Saturday, August 12, 2006

 

CADERNOS DO OLHAR II


CADERNOS DO OLHAR II CONTINUAÇÃO DO DIA 11.8.06

KALIX
O amor sente-se, não se descreve. Claro que é difícil, senão impossível descrevê-lo sem relacioná-lo com objectos e factos.
MANDALA
Daqui a pouco vais dizer que o amor é um fogo que arde sem se ver, como dizia o outro.
KALIX
É qualquer coisa que tenho dificuldade em explicar.
MANDALA
Se o não podes explicar sem referências materiais, como podes criar um texto literário sobre o amor?
VARETT
Acho difícil...
KALIX
O amor é sublime! Lembrei-me agora.
MANDALA
Tu sabes muito bem que esse termo é relativo a objectos.
KALIX
Não só. Está relacionado com a ideia de beleza.
VARETT
Ora toma!
MANDALA
Diz-me onde encontras a beleza fora dos objectos?
KALIX
Na mente.
MANDALA
Quem ou o quê a levou para lá?
KALIX
Eu possuo a beleza. E tanto é assim que quando a identifico numa paisagem, por exemplo, ou num ser humano, sinto prazer.
MANDALA
E quando deparas com uma lixeira a céu aberto?
VARETT
Este tipo troca tudo!
KALIX
A lixeira cria-me repulsa, ao contrário de algo que possui beleza.
MANDALA
Tu reconheces a beleza quando a relacionas. Imagina que não a relacionavas com nenhum objecto ou facto. Para que te servia? Penso que aí dentro (aponta para a cachola de Kalix) sozinha não tem utilidade. Parece-me! E parece-me, também, não ser muito difícil aceitar que seja assim.
VARETT
É capaz de ser muita areia para a carreta dele.
MANDALA
Aquilo que sentes e não podes explicar não é mais do que um mau funcionamento do teu organismo.
KALIX
Ora bolas!
MANDALA
De bolas percebo eu!
KALIX
Meu Deus!
MANDALA
Explica-O sem a dimensão objectal.
KALIX
Ora bolas!
MANDALA
De bolas percebo eu! Espero que não voltemos a explicar essências sem o essencial.
VARETT
Este tipo vicia o diálogo e copia-o dos clássicos com um grande descaramento. Nunca concluímos seja o que for.
MANDALA
Como queiras! Já não é a primeira vez que me colocas no mesmo saco. Tudo foi discutido e explorado pelos clássicos. Quando a ciência avançou para esferas que lhes pertenceram e os reduziu à especulação e dedução, entrou-se no espaço do olhar , do ver quase a mexer.

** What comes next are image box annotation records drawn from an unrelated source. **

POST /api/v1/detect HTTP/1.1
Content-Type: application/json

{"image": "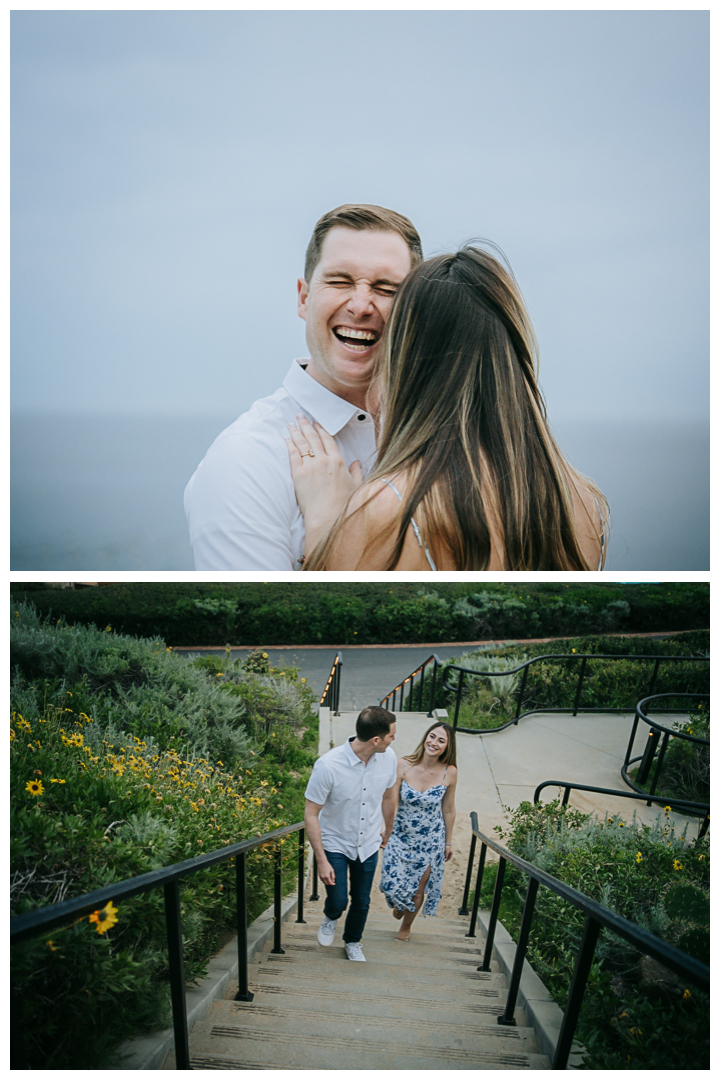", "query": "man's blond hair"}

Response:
[304,203,423,284]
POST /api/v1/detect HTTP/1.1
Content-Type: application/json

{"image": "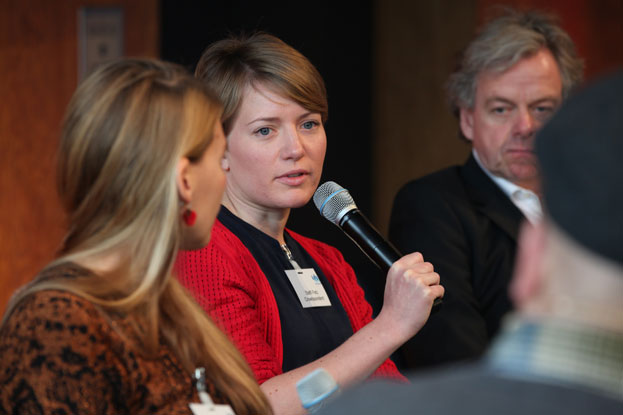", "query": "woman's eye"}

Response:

Toca, cheira e manipula é a regra hodierna. Pensamos, hoje, com novos olhos, novos dados e novas bíblias.
VARETT
Tu, também, especulas! Ora bolas!
MANDALA
Achas? (Ri-se perdidamente)
KALIX
A literatura é livre. No teu bicho não passa de um relato da matéria circundante. Um ou outro desvio e ficaste por aqui.
VARETT
Ir mais longe não será fazer literatura de literatura? Estarei a especular?
MANDALA
A literatura como produto de um órgão colaborador do Corpo Central serve como meio de sobrevivência.
KALIX
De sobrevivência?
MANDALA
Diz-me se a literatura médica está ou não ligada à sobrevivência?
KALIX
Sem dúvida! Duvido é que isso aconteça com a poesia, anseios de alma de poetas.
MANDALA
Estás, então, de acordo que existe uma literatura que leva à sobrevivência e outra que tu não aceitas como tal.
KALIX
Certo!
M
Quando os homens ainda não tinham descoberto a escrita e utilizavam a oralidade como meio cultural para transmitir conhecimentos e comunicarem entre si coisas importantes, achas que eles começaram primeiramente a dizer poesia? Não falariam de ervas milagrosas ou de outras formas para se tratarem em primeiro lugar?
VARETT
Toma cuidado, não vás na cantiga dele!